El “guachinche”, como le habían explicado que se llamaba a ese tipo de bar, contaba como únicas similitudes con un bar japonés, el hecho de contener una barra alrededor de la cual organizar a sus clientes, la opción de consumir bebida y ciertos aperitivos como acompañamiento y un trato bastante familiar con el dueño.
Por lo demás, poco había que no le sorprendiese. El pintoresco establecimiento en el que se encontraba, delataba una total despreocupación por la decoración o higienización de sus instalaciones. Del bajo techo de madera colgaban polvorientos peces disecados en precario equilibrio sobre las cabezas de todo aquel que decidiese sentarse frente a la barra, que bien pudiese haber sido reconvertida en escultura de Andy Warhol. Su cobertura consistente en una serie de capas de hule de plástico de estampados diversos amarilleados por el tiempo y los lavados, albergaba en sus estratos, los iconos de varias décadas. Entre flores, retratos de artistas y geometrías psicodélicas, los cercos imborrables de indeterminables vasos habían creado su propio dibujo.
“Desconchones
Canciones típicas
Muslos de pollo
Suelo terroso con restos”
Esta especie de haiku se formó en su cabeza haciéndole sentir algo mareado.
En cambio,  los demás pobladores del bar parecían satisfechos y más que felices según daban cuenta de sus vasos de vino y los guisos de su añosa anfitriona que sonriente les ofrecía anécdotas de su juventud labriega como aderezo.
El joven japonés no podía negar, pese al visceral rechazo que generaba en él aquella mezcla mareante de olores especiados, grasa y mierda ancestral, que los platos y el vino de la señora Rosario eran deliciosos.
Cuando la tercera botella de vino casero de la doña se hubo terminado, Hiro pudo comprobar como comenzaba un ritual de canto tradicional acompañado por pequeños instrumentos de cuerda. La melodía le agradaba por su tono dulzón, muy adecuado para dejarse mecer por las ensoñaciones del atardecer, que acababa de comenzar.
Los rayos de un sol violeta se abrían paso a través de la puerta oxidada del guachinche, cuya pintura naranja se deshacía en jirones dando lugar a un contraste entre complementarios con el actual tono añil de la vegetación de la montaña.
De pronto una mano posada en su hombro le devolvió a la realidad.
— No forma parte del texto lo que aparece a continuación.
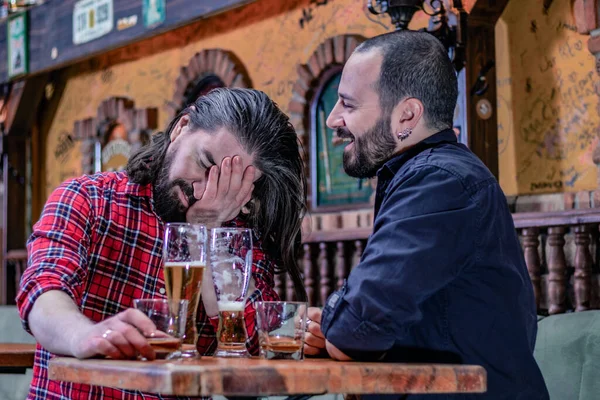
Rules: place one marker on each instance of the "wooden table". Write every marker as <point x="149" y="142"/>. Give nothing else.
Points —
<point x="16" y="357"/>
<point x="255" y="377"/>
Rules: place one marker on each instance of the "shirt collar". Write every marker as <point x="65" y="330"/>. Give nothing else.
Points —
<point x="394" y="164"/>
<point x="135" y="189"/>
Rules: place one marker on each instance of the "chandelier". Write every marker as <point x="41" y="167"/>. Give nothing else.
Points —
<point x="452" y="37"/>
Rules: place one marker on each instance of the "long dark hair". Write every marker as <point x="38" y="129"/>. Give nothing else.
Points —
<point x="264" y="131"/>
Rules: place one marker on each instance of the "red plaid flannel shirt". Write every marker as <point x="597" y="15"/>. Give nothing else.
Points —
<point x="100" y="241"/>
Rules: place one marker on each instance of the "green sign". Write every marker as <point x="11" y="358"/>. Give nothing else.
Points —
<point x="154" y="12"/>
<point x="333" y="187"/>
<point x="17" y="45"/>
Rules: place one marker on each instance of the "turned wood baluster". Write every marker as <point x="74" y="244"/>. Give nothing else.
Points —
<point x="582" y="279"/>
<point x="531" y="243"/>
<point x="557" y="270"/>
<point x="358" y="246"/>
<point x="279" y="285"/>
<point x="324" y="269"/>
<point x="308" y="273"/>
<point x="290" y="292"/>
<point x="340" y="264"/>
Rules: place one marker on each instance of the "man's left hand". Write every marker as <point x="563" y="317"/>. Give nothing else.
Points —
<point x="227" y="190"/>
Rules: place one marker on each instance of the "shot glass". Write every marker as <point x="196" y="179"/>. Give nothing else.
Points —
<point x="170" y="317"/>
<point x="281" y="326"/>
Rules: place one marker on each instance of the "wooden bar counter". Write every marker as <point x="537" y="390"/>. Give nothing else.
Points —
<point x="256" y="377"/>
<point x="15" y="358"/>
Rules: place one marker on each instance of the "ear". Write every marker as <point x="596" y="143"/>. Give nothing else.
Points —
<point x="411" y="111"/>
<point x="183" y="122"/>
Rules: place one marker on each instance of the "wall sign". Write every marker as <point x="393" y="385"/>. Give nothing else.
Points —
<point x="154" y="12"/>
<point x="91" y="20"/>
<point x="115" y="155"/>
<point x="17" y="45"/>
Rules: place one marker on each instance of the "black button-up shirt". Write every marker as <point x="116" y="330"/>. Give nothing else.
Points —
<point x="442" y="278"/>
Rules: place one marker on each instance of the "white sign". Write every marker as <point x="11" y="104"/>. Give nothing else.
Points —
<point x="91" y="20"/>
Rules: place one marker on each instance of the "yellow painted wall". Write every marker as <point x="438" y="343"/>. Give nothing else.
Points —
<point x="547" y="106"/>
<point x="266" y="36"/>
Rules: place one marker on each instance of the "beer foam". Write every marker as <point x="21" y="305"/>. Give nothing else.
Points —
<point x="187" y="264"/>
<point x="231" y="305"/>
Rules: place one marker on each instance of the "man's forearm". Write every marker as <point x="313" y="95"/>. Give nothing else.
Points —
<point x="55" y="320"/>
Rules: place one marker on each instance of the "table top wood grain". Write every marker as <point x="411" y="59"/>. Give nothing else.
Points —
<point x="17" y="355"/>
<point x="256" y="377"/>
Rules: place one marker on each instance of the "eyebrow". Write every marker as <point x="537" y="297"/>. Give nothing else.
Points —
<point x="207" y="155"/>
<point x="346" y="97"/>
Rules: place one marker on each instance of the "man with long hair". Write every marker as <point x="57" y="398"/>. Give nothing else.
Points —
<point x="231" y="159"/>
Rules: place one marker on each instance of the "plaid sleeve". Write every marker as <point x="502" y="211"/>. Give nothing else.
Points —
<point x="262" y="272"/>
<point x="57" y="249"/>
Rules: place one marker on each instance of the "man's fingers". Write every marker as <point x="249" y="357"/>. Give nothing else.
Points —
<point x="139" y="320"/>
<point x="315" y="329"/>
<point x="136" y="340"/>
<point x="314" y="314"/>
<point x="314" y="341"/>
<point x="224" y="178"/>
<point x="101" y="346"/>
<point x="210" y="192"/>
<point x="247" y="186"/>
<point x="117" y="339"/>
<point x="312" y="351"/>
<point x="236" y="175"/>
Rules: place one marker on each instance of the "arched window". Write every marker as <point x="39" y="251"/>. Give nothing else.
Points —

Era Rosario, que ataviada con un sombrero de paja, le abrazaba por los hombros animándole a mecerse mientras cantaba la que al parecer, sería la última canción.
A pesar de lo inesperado de ese abrazo nunca solicitado, la calidez de la sonrisa de la mujer, le hizo pensar en su ya fallecida abuela que también había trabajado como campesina durante toda su vida.
No estaba muy seguro de si podría repetir la experiencia, pero estaba orgulloso del entretenimiento que había escogido para ocupar las escasas horas de ocio que le brindaba su estancia en la isla.